Dr Chaudhry was on a visit to Pakistan before resuming his research commitments in some European universities and the Central Washington University, where he has been an emeritus professor.

“Such journals usually publish quite superficial research, sometimes after getting negligible article processing fee, according to page-charge.

They even ask the authors, directly or indirectly, to include extended bibliographies in their papers, obviously meant to boost the impact factor of the journal. This is a trend that may, in the long run, be a threat to the global research community, substituting ‘good research’ by ‘popular research.’

However, the most dangerous part of the system or real threat is something more fundamental, associated with this kind of research publications,” he says.

Like many other developing countries, the Pakistan government has taken certain steps to encourage research in mathematics and other scientific disciplines by giving awards, prizes and various financial incentives to researchers.

However, government bodies in these states do not know how to evaluate the quality of research and have found a very easy way out. They just add up to impact factors of the publications of the researchers applying for some national award or prize. The persons with highest sums of impact factors are declared winners.

“This process provides strong encouragement for publishing a large number of trivial papers in journals with positive impact factor. There are examples of young researchers publishing 30-50 papers a year.
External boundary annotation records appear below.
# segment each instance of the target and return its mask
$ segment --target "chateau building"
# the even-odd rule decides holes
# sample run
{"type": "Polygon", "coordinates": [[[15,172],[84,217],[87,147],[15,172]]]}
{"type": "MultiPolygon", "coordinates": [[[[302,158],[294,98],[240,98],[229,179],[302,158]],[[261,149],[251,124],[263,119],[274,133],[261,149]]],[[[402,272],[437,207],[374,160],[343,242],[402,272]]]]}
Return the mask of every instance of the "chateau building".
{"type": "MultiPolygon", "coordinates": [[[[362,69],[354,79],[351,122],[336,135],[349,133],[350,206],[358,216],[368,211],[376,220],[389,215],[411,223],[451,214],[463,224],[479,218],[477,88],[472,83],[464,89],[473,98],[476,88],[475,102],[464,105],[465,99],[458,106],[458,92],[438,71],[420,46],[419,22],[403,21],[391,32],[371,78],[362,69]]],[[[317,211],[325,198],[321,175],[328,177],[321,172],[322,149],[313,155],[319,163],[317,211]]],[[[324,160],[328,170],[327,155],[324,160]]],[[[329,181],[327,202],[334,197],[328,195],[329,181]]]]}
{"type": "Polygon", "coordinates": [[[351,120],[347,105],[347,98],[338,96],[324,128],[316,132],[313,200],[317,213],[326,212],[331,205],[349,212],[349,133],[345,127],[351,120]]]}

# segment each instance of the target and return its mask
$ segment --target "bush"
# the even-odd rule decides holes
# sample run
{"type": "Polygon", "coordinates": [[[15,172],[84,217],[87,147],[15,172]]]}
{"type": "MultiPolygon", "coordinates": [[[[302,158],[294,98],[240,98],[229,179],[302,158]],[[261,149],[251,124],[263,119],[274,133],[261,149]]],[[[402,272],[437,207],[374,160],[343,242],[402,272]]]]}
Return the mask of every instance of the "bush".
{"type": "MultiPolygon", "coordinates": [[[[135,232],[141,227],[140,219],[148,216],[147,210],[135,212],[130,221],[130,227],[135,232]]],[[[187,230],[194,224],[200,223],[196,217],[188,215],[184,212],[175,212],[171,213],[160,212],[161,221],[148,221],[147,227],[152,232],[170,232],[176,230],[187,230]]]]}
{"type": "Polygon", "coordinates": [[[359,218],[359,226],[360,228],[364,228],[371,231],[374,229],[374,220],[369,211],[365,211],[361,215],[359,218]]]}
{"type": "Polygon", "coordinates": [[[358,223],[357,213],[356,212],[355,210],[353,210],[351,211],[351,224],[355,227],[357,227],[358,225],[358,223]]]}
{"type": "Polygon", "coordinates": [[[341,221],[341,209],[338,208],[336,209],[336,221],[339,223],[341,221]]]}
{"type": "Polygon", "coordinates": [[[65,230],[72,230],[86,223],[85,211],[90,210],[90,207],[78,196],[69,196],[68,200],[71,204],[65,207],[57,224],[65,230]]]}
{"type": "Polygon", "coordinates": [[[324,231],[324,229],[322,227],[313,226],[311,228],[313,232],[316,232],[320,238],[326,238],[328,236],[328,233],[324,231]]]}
During the past decades, the research performance in such countries has taken a very different meaning, a meaning that honors triviality, mediocrity and non-creativity.

“As a result, even for our PhD students and young scholars research now is reduced to being able to publish a new ‘research article’ by simply making trivial changes in some parameters of a previously written paper.

If the Pakistani criteria for honoring the research performance had been applied globally, then most of the field medalists and Abel laureates would never have got any award,” he says.

In order to take the country’s mathematical community on track of quality research and to encourage the individuals who have dedicated their lives to serious research in mathematics, creation of the Abdus Salam Shield of Honor (ASSH) in April 2015 was an initiative of the National Mathematical Society of Pakistan.

The first Shield of Honor goes to Prof Hassan Azad, a Pakistani national. The evaluation committee, chaired by Prof Cedric Villani (field medalist), comprised Prof Juergen Herzog, Prof Stefano Luzzatto and Prof Ioan Tomescu.

We like it or not, choice of winner by this committee has made two things very clear: the most capable and serious researchers may not get any recognition or prize in Pakistan and that there are people who have received all kinds of national awards and honors in Pakistan but in reality they do not deserve any recognition at all if weighed on international scale. This is happening simply for a lack of actual evaluation of research quality.

The main research interest of the first recipient of ASSH, Prof Hassan Azad is Lie groups and algebraic groups and algorithms related to these fields.

He also likes to think about topics of undergraduate mathematics. Currently, he is working on real algebraic groups and constructive procedures for computing their invariants, with a view towards their applications in symmetry methods in differential equations.

Prof Cedric Villani wrote in the final report of the committee: “It was our unanimous vote, independently of each other that Hassan Azad is the most deserving candidate. He did not sacrifice the quality for the quantity, and published excellent international journals. This is exactly the kind of example that we wish to promote.”